Sous un soleil accablant, le long de la route bitumée d’Emtoukoui, le spectacle est immuable. Des « porte-tout » surchargés attendent qu’un client leur fasse signe. À côté, des visages marqués par la fatigue et une lassitude évidente guettent le moindre acheteur. Ici, ce n’est pas un commerce banal, mais celui de la survie : la vente de sable.
Au Tchad, selon les données de l’INSEED et les enquêtes nationales comme ECOSIT4, le chômage des 15-24 ans s’élève à 30,3 %. Pour la tranche des 15-30 ans, ce taux tourne autour de 22 %, tandis que plus de 60 % des jeunes diplômés sont sans emploi.
Un quotidien à la force des bras
Pour ces jeunes, dont beaucoup ont vu les portes de l’emploi classique se fermer, le sable est devenu la seule ressource exploitable. La tâche est physique, répétitive et épuisante. Le sable est chargé dans des sacs de 50 kg, puis transporté à bout de bras ou à l’aide de ces fameux porte-tout, véritables outils de travail qu’ils utilisent pour parcourir les quartiers et proposer leurs services.
« On ne choisit pas ce travail par passion, mais par nécessité », confie l’un d’eux, le regard fuyant, marqué par les stigmates d’une journée éreintante. « Il faut bien manger, il faut survivre. Alors on ose, peu importe la pénibilité. » La majorité de ces jeunes, dont la scolarité a été courte, tente de trouver une issue à travers cette activité, mais rien n’est facile.
Une économie de la débrouille
Le modèle économique, si l’on peut dire, reste précaire et aléatoire. Selon la distance, la difficulté du trajet ou la capacité de négociation du client, le prix de la course varie entre 2 000 et 5 000 francs CFA. Une somme modeste au regard de l’effort physique fourni quotidiennement.
Cette situation illustre, à elle seule, la réalité brutale d’une partie de la jeunesse n’djamenoise.
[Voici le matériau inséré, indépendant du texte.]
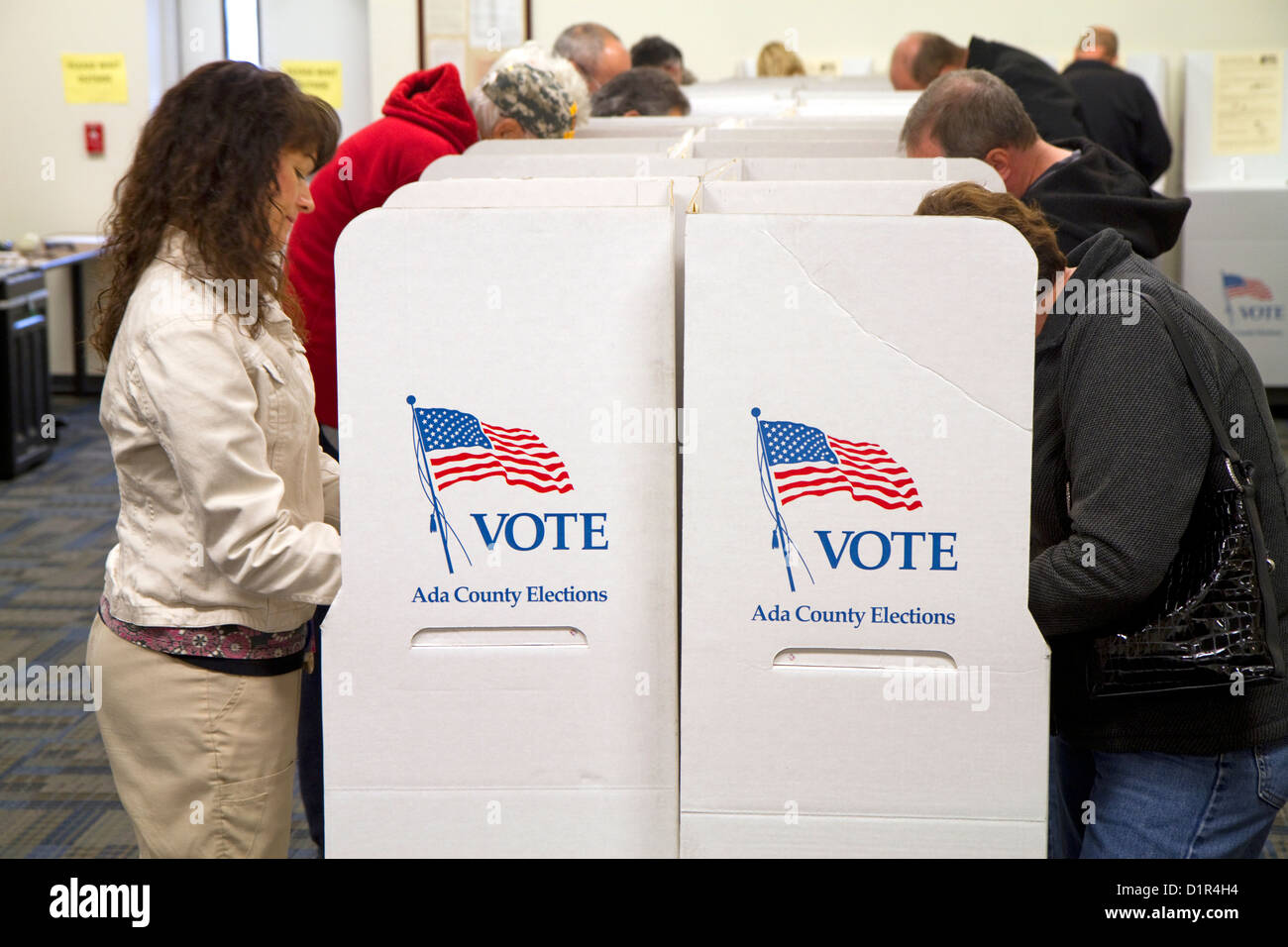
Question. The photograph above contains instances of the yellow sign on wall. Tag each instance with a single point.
(94, 77)
(321, 77)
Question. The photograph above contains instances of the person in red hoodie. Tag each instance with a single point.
(425, 118)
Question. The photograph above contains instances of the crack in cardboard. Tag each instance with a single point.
(890, 344)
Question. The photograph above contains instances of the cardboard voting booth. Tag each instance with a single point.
(501, 660)
(867, 169)
(862, 197)
(861, 672)
(578, 166)
(1235, 236)
(1235, 250)
(632, 145)
(799, 147)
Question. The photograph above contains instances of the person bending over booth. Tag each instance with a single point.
(1081, 187)
(1125, 457)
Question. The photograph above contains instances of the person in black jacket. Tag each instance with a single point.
(1120, 108)
(921, 58)
(1081, 187)
(1121, 450)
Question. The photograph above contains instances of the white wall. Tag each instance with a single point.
(40, 125)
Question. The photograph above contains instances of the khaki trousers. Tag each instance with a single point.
(204, 762)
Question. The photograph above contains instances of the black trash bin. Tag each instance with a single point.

Face à l’absence d’opportunités professionnelles formelles, le secteur informel devient le dernier rempart contre la misère, transformant ces jeunes en ouvriers de l’ombre, dont la sueur bâtit le quotidien de la capitale, souvent dans l’indifférence générale.
À Emtoukoui comme ailleurs, ces jeunes ne réclament pas la charité, mais une chance. En attendant, ils continuent de guetter le prochain client, le porte-tout chargé, le visage fermé par le poids d’un avenir incertain.